Lindsay Dentlinger19 June 2025 | 13:00

Symposium thrashes out solutions to strengthening political funding law

Just last month, Parliament decided to double the annual limit for receiving private funding to R30 million a year.  

Symposium thrashes out solutions to strengthening political funding law

Day 2 of the IEC's Symposium on Political Funding in South Africa. Picture: IEC

CAPE TOWN -The influence of donor funding on the country’s political landscape is one of the public concerns under discussion at a symposium on political funding underway in Durban.  

The symposium aims to put forward proposals to Parliament on how to strengthen the political funding law that is still under regular contestation from civil society groups.  

Just last month, Parliament decided to double the annual limit for receiving private funding to R30 million a year.  

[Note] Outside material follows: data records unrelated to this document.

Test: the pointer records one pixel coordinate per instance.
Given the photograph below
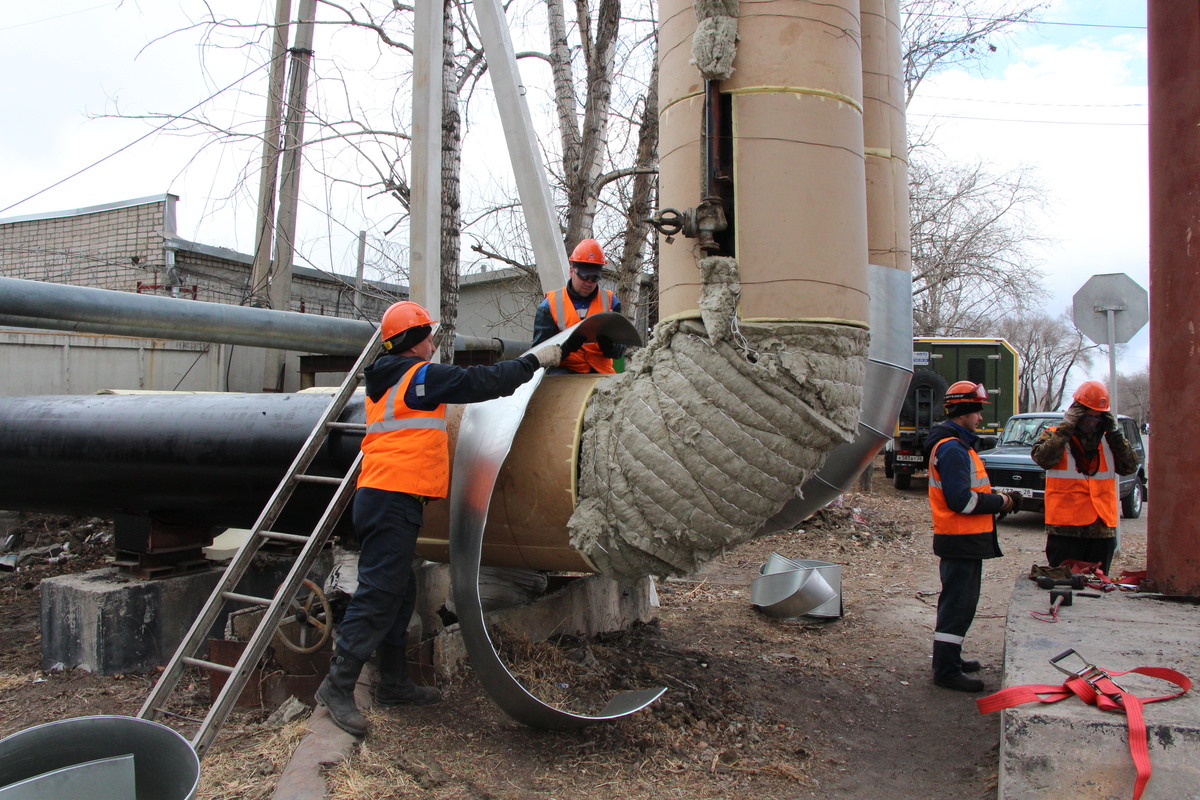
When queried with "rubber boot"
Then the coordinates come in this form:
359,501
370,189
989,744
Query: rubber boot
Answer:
948,668
395,687
336,693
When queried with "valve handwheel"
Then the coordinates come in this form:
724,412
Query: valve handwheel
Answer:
313,618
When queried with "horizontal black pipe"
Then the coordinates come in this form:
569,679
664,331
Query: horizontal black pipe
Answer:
57,306
205,458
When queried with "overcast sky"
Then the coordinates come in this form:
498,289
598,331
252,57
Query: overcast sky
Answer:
1066,100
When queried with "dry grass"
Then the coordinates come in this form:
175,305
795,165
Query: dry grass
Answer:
246,764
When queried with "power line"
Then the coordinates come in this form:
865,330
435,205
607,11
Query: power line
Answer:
46,19
1018,102
999,119
1033,22
141,138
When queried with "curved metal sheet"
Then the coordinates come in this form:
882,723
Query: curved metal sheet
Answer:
485,437
786,589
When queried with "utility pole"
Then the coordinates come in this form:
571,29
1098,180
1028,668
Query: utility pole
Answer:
269,172
279,281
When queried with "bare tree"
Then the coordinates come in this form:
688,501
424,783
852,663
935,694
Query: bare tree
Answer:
1048,349
1133,395
971,233
941,34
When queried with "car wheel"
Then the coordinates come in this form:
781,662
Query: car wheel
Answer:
1132,503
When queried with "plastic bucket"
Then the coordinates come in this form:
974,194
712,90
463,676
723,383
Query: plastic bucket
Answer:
49,761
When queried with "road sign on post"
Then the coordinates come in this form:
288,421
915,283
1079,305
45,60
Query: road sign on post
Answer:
1109,310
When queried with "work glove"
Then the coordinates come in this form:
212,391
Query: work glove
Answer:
573,343
1073,415
609,348
549,356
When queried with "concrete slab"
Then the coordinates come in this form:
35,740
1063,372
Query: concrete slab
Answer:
1069,749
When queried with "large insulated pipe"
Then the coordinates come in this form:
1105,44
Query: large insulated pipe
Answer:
215,458
55,306
105,312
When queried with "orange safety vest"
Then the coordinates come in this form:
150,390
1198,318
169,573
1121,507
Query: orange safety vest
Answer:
947,521
1075,499
588,358
405,449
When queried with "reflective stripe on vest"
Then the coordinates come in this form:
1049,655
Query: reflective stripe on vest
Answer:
946,519
588,358
1075,499
406,449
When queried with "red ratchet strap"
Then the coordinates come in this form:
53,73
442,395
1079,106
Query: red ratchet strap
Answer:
1096,687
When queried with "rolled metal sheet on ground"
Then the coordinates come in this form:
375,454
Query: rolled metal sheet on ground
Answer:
485,437
166,767
827,570
36,304
888,371
790,591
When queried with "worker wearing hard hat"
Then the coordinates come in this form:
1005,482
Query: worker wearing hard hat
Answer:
964,529
406,463
582,296
1083,457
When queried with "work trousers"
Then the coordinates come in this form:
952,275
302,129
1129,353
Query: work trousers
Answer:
961,581
387,524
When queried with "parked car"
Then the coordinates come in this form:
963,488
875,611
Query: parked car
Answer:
1011,467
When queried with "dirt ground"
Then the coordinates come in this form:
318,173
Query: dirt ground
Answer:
755,708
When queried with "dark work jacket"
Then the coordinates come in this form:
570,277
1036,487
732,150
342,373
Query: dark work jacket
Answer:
447,383
955,468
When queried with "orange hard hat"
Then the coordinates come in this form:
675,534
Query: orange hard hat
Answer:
588,252
402,316
965,391
1093,395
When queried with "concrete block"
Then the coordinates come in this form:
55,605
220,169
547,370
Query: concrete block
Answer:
1069,749
108,623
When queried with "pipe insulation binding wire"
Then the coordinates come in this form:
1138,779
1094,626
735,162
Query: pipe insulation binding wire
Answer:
709,432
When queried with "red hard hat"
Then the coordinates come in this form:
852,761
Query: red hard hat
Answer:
965,391
588,252
401,316
1093,395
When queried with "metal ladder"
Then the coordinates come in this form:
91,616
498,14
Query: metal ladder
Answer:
275,607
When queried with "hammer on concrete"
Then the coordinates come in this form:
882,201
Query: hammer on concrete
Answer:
1074,582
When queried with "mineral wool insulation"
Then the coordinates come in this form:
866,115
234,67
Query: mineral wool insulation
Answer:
709,432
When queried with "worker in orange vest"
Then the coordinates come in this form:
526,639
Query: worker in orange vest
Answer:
581,298
406,464
1083,457
964,529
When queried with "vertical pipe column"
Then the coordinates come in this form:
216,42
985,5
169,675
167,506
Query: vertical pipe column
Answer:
797,107
1173,552
888,239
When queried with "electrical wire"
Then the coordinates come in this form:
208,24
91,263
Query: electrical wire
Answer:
139,139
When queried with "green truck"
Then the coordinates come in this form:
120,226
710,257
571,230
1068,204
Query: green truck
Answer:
936,364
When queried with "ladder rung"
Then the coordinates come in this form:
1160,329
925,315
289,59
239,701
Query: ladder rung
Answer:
208,665
283,537
245,599
319,479
347,426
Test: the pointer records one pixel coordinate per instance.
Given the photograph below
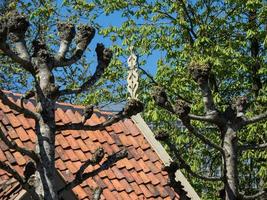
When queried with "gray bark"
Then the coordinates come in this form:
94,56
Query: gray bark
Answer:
230,164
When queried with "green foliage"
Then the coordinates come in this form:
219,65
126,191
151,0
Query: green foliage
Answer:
215,32
210,31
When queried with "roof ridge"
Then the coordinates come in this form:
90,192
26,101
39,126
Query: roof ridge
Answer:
63,105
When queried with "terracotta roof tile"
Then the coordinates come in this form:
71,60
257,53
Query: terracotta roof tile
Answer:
153,190
126,185
2,156
32,135
71,154
108,184
131,127
127,175
62,141
153,178
133,195
73,144
119,175
60,164
3,118
13,120
117,185
144,177
19,158
25,123
12,133
80,192
99,182
3,146
80,155
4,108
82,145
124,195
62,153
145,191
22,134
116,128
109,194
10,158
138,176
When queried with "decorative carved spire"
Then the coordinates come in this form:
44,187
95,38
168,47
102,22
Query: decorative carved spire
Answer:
133,76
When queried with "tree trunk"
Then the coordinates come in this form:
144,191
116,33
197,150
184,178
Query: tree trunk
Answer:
230,164
45,130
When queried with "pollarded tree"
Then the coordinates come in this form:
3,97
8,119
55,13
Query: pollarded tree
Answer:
212,64
41,63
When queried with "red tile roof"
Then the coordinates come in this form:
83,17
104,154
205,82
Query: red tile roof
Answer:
139,176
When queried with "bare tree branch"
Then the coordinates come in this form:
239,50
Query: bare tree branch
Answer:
15,26
13,145
200,73
12,171
182,163
188,17
20,179
108,163
103,57
98,156
253,147
131,108
255,196
206,118
24,63
97,193
194,131
84,37
66,33
255,119
17,108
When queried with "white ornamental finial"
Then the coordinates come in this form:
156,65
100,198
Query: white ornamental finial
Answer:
133,75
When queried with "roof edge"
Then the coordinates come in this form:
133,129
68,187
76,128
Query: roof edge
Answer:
163,155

READ: Godongwana thinks political parties should be wholly funded from national fiscus

As the oversight body for the declaration of donor funding, the vice chairperson Electoral Commission of South Africa (IEC), Janet Love, said ahead of next year's local government elections, concerns have been raised that the Political Party Funding Act does not cover parties that only contest at local level.  

Seventy percent of respondents in a Human Sciences Research Council study said they were worried about the transactional nature of politics and capture by the elite who fund political parties.

Love said the income of political parties and not their expenditure, has until now dominated the discourse on political funding.  

"The expenditure in campaigns, which has a more immediate effect on enabling a level playing field on the one hand and a more important impact on election outcomes is not the focus at the present."  

Love said despite political parties being required to submit regular reports on their funding sources, there are shortcomings in monitoring and investigating compliance as well as enforcement of the law.